Les déclarations du nouveau secrétaire américain à la Guerre Ashton Carter sont «faites pour influencer l'atmosphère rationnelle des négociations» en cours à Lausanne entre l'Iran et les grandes puissances, a déclaré le général Hossein Dehghan, cité par l'agence officielle iranienne Irna.Nucléaire: «L’option militaire» brandie par Washington justifie la méfiance de Téhéran.

Carter, qui a pris ses fonctions en février, a indiqué mardi dans un entretien à la télévision américaine NBC que «l'option militaire restera bien sûr sur la table» en cas d'échec des discussions en Suisse.

«S'il peut y avoir un bon accord, il est évident que cela vaut la peine d'attendre et de conclure les négociations», a-t-il ajouté.

Les déclarations de Carter «confirment la méfiance de la République islamique à l'égard des Etats-Unis», a souligné le général Dehghan, accusant son homologue de «souffrir d'Alzheimer» en oubliant les «défaites passées et récentes de l'Amérique dans la région et dans le monde».
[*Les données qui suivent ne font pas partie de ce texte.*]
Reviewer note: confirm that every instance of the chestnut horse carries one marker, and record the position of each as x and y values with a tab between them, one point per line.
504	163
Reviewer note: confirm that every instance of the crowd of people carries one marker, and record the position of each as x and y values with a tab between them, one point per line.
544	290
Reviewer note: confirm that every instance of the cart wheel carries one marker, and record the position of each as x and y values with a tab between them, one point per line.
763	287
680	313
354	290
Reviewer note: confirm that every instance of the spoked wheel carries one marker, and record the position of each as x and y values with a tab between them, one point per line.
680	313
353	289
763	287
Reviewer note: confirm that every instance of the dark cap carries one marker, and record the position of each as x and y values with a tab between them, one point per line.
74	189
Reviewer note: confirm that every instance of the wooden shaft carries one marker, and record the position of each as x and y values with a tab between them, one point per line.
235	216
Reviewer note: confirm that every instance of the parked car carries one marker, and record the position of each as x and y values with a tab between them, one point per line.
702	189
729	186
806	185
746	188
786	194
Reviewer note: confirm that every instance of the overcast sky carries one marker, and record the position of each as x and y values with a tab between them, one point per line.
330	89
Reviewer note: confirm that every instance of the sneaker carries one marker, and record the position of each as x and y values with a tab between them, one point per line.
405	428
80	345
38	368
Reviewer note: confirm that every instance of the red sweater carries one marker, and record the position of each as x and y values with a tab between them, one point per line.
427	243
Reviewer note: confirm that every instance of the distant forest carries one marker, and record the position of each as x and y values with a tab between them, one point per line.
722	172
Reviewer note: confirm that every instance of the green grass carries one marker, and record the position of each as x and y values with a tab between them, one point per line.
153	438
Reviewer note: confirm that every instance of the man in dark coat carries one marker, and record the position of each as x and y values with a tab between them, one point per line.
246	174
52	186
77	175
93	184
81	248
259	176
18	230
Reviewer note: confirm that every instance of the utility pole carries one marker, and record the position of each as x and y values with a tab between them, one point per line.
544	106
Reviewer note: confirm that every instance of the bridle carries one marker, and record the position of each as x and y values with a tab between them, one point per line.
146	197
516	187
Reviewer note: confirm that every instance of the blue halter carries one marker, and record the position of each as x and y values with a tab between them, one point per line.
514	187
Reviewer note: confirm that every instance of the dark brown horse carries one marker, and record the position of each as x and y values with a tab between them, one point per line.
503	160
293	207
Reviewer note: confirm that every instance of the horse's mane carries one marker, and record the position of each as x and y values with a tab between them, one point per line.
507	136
L'Iran est «prêt à répliquer à un acte hostile à tout instant et dans toute situation», a-t-il souligné.

Selon le ministre iranien, les commentaires de son homologue sont toutefois des menaces «vides» qui n'auront pas d'influence sur la «position raisonnable, rationnelle et équitable» de l'Iran, même s'ils interviennent à un moment «sensible et difficile».

L'Iran et les grandes puissances, réunies depuis huit jours en Suisse pour d'intenses négociations, tentent de parvenir à un projet d'accord fondamental sur le nucléaire, permettant d'aller vers la conclusion d'un texte final d'ici au 30 juin.  

«La lumière est à l’horizon»

Le dénouement se profilait jeudi dans ces négociations, les représentants de Téhéran faisant état de «progrès significatifs».

«Nous avons fait des progrès significatifs, mais nous n’avons pas encore de résultat final», a déclaré jeudi matin le chef de la diplomatie iranienne Mohammad Javad Zarif, tandis que le négociateur en charge des questions techniques, Ali Akhbar Salehi, versait dans le lyrisme: «la lumière est à l’horizon», a-t-il lancé.

M. Zarif et son homologue américain John Kerry, qui sont les deux principaux protagonistes du dossier, ont discuté quasiment toute la nuit, pendant que se déroulaient des bilatérales entres les autres ministres et que s’enchaînaient les réunions entre experts.

«On est à quelques mètres de l’arrivée, quelques dizaines de mètres mais on sait aussi que ce sont toujours les plus difficiles», avait résumé mercredi soir le ministre français des Affaires étrangères Laurent Fabius en arrivant à Lausanne peu avant minuit, estimant que «l’enjeu est très important».

Son homologue allemand Franz-Walter Steinmeier a d’ailleurs annulé à la dernière minute un voyage prévu dans les pays baltes pour continuer les négociations.